Podatek w Amsterdamie w ostatnich latach wzrósł kilkukrotnie. Od 2024 roku obowiązuje stawka 12,5 proc. wartości rezerwacji plus 4 euro za noc. Dla przeciętnego gościa tygodniowy pobyt oznacza koszt nawet 100-130 euro samego podatku. Jeszcze dekadę temu opłata wynosiła 5,5 proc.

Władze miasta tłumaczą kolejne podwyżki koniecznością walki z nadmiarem turystów oraz potrzebą finansowania utrzymania przestrzeni publicznej. Tylko w 2024 roku wpływy z podatku przekroczyły 286 mln euro. Wbrew założeniom, liczba noclegów wzrosła do 22,9 mln, a w 2025 roku ma przekroczyć 24 mln - mimo że samorząd ustalił limit na poziomie 20 mln.

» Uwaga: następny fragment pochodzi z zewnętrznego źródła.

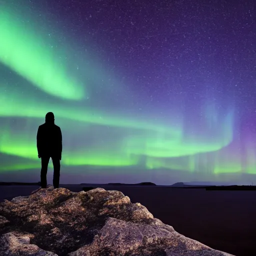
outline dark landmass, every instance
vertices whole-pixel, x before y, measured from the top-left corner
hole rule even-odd
[[[40,186],[40,182],[0,182],[0,186]]]
[[[0,186],[0,202],[29,196],[40,188],[35,184],[34,186]],[[186,237],[236,256],[256,255],[255,190],[211,192],[192,186],[179,188],[93,184],[61,184],[60,187],[73,192],[84,190],[90,192],[97,188],[120,191],[132,202],[140,202],[154,218]],[[43,214],[42,218],[46,216]]]
[[[124,183],[108,183],[108,185],[117,186],[156,186],[156,184],[152,182],[142,182],[136,184],[126,184]]]
[[[256,186],[210,186],[206,188],[208,190],[230,190],[230,191],[245,191],[245,190],[256,190]]]

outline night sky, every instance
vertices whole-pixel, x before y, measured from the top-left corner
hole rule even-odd
[[[40,180],[52,112],[60,184],[256,182],[255,6],[0,0],[0,181]]]

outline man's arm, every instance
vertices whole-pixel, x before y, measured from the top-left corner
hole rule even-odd
[[[36,134],[36,148],[38,148],[38,157],[41,156],[42,150],[42,132],[40,126],[38,126]]]
[[[58,134],[58,140],[59,140],[59,149],[60,149],[60,160],[62,160],[62,130],[60,128]]]

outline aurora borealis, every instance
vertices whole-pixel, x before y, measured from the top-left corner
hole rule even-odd
[[[32,2],[0,2],[0,181],[52,112],[60,184],[256,182],[252,1]]]

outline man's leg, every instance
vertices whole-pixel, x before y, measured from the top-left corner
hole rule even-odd
[[[54,188],[58,188],[60,184],[60,162],[58,158],[52,158],[54,164]]]
[[[41,187],[42,188],[47,188],[47,170],[50,159],[50,156],[41,156]]]

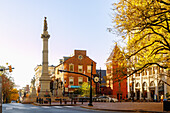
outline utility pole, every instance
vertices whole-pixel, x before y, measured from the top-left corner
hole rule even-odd
[[[99,74],[99,79],[100,79],[100,81],[99,81],[99,83],[100,83],[100,85],[99,85],[99,92],[100,92],[100,94],[101,94],[101,83],[102,83],[102,72],[101,72],[102,70],[101,70],[101,67],[100,67],[100,74]]]
[[[78,72],[72,72],[72,71],[66,71],[66,70],[58,70],[59,72],[67,72],[67,73],[74,73],[74,74],[79,74],[82,76],[85,76],[88,78],[89,82],[90,82],[90,101],[88,106],[93,106],[92,105],[92,79],[93,79],[93,62],[91,63],[91,77],[89,77],[88,75],[85,75],[83,73],[78,73]]]
[[[7,63],[8,65],[8,63]],[[2,113],[2,74],[4,74],[5,70],[9,70],[9,72],[12,72],[12,68],[11,65],[8,66],[9,68],[2,68],[0,69],[0,71],[2,71],[2,73],[0,73],[0,113]]]

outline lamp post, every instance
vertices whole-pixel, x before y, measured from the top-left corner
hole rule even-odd
[[[93,76],[93,62],[91,63],[91,77],[90,77],[90,101],[88,106],[93,106],[92,104],[92,76]]]

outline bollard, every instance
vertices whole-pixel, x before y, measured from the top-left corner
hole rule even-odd
[[[76,100],[74,100],[74,104],[76,104]]]
[[[62,100],[61,100],[61,98],[60,98],[60,104],[62,104]]]
[[[37,99],[36,99],[36,102],[38,103],[38,97],[37,97]]]
[[[44,103],[43,98],[42,98],[42,100],[41,100],[41,103],[42,103],[42,104]]]
[[[39,103],[41,104],[41,98],[39,98]]]
[[[81,100],[82,100],[82,103],[81,103],[81,104],[83,104],[83,98],[82,98]]]
[[[49,104],[51,105],[51,98],[49,98]]]

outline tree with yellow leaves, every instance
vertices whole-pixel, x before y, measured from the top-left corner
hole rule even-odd
[[[16,88],[11,90],[10,101],[17,101],[19,99],[18,90]]]
[[[130,75],[151,65],[170,69],[170,1],[120,0],[115,27],[128,39]]]

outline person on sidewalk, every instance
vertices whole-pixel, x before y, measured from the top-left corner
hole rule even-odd
[[[161,95],[161,102],[163,102],[163,99],[164,99],[164,95]]]

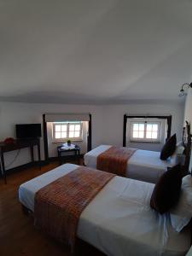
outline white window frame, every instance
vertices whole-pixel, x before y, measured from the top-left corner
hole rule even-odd
[[[55,125],[67,125],[67,137],[66,138],[55,138]],[[69,126],[70,125],[80,125],[80,137],[69,137]],[[63,143],[67,140],[72,142],[79,142],[83,141],[83,122],[53,122],[52,123],[52,139],[54,143]]]
[[[134,124],[143,124],[144,125],[144,137],[139,138],[139,137],[133,137],[133,125]],[[157,138],[147,138],[146,133],[147,133],[147,125],[152,124],[152,125],[158,125],[158,131],[157,131]],[[162,122],[161,121],[146,121],[146,120],[134,120],[131,122],[131,130],[130,130],[130,142],[131,143],[160,143],[161,139],[161,127],[162,127]]]

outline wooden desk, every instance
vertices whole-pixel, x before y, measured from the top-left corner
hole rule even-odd
[[[15,140],[14,143],[9,143],[9,144],[0,143],[0,157],[1,157],[2,172],[4,177],[5,184],[7,183],[7,177],[6,177],[6,171],[4,166],[4,156],[3,156],[4,153],[24,148],[30,148],[32,161],[34,162],[34,152],[33,152],[34,146],[38,147],[38,163],[39,163],[39,167],[41,168],[40,142],[38,138],[25,139],[25,140],[17,139]]]

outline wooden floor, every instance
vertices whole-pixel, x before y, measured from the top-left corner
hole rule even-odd
[[[25,216],[18,201],[22,183],[58,166],[51,163],[38,170],[32,167],[8,175],[8,183],[0,179],[0,256],[71,256],[69,248],[53,241],[33,225],[32,216]],[[78,243],[77,255],[103,255],[92,247]]]

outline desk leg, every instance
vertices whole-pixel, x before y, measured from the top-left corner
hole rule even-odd
[[[40,143],[38,144],[38,165],[39,165],[39,169],[41,170],[41,149],[40,149]]]
[[[31,146],[31,147],[30,147],[30,151],[31,151],[31,158],[32,158],[32,161],[34,163],[33,146]]]
[[[3,153],[1,153],[1,162],[2,162],[2,172],[4,178],[4,183],[7,184],[7,175],[6,171],[4,168],[4,158],[3,158]]]

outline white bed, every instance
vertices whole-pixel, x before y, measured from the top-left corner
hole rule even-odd
[[[21,184],[20,202],[33,211],[35,193],[77,167],[66,164]],[[83,211],[78,237],[110,256],[185,255],[190,232],[177,233],[169,214],[151,210],[153,188],[149,183],[116,176]]]
[[[100,145],[86,153],[84,156],[84,164],[88,167],[96,168],[97,156],[111,148],[111,145]],[[166,160],[160,159],[160,152],[137,149],[127,162],[126,177],[155,183],[159,177],[177,164],[177,157]]]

W zestawieniu Holidu Amsterdam wyprzedza m.in. miasta w Grecji (ok. 8 euro), Barcelonę (5,81 euro), Paryż (5,65 euro) i Rzym (6,13 euro). Nawet w porównaniu z Los Angeles i Nowym Jorkiem - globalnymi liderami pod względem opłat turystycznych - stolica Holandii wypada wysoko, choć ceny noclegów w USA są znacznie wyższe.

Według badań zleconych przez władze Amsterdamu, dopiero potrojenie obecnej stawki miałoby realny efekt odstraszający. Mimo to miasto nie planuje kolejnej podwyżki, zapowiada natomiast inne środki ograniczające napływ turystów. Mieszkańcy centrum skarżą się na rosnącą uciążliwość masowej turystyki i domagają się większej przejrzystości w wydatkowaniu środków pochodzących z podatku.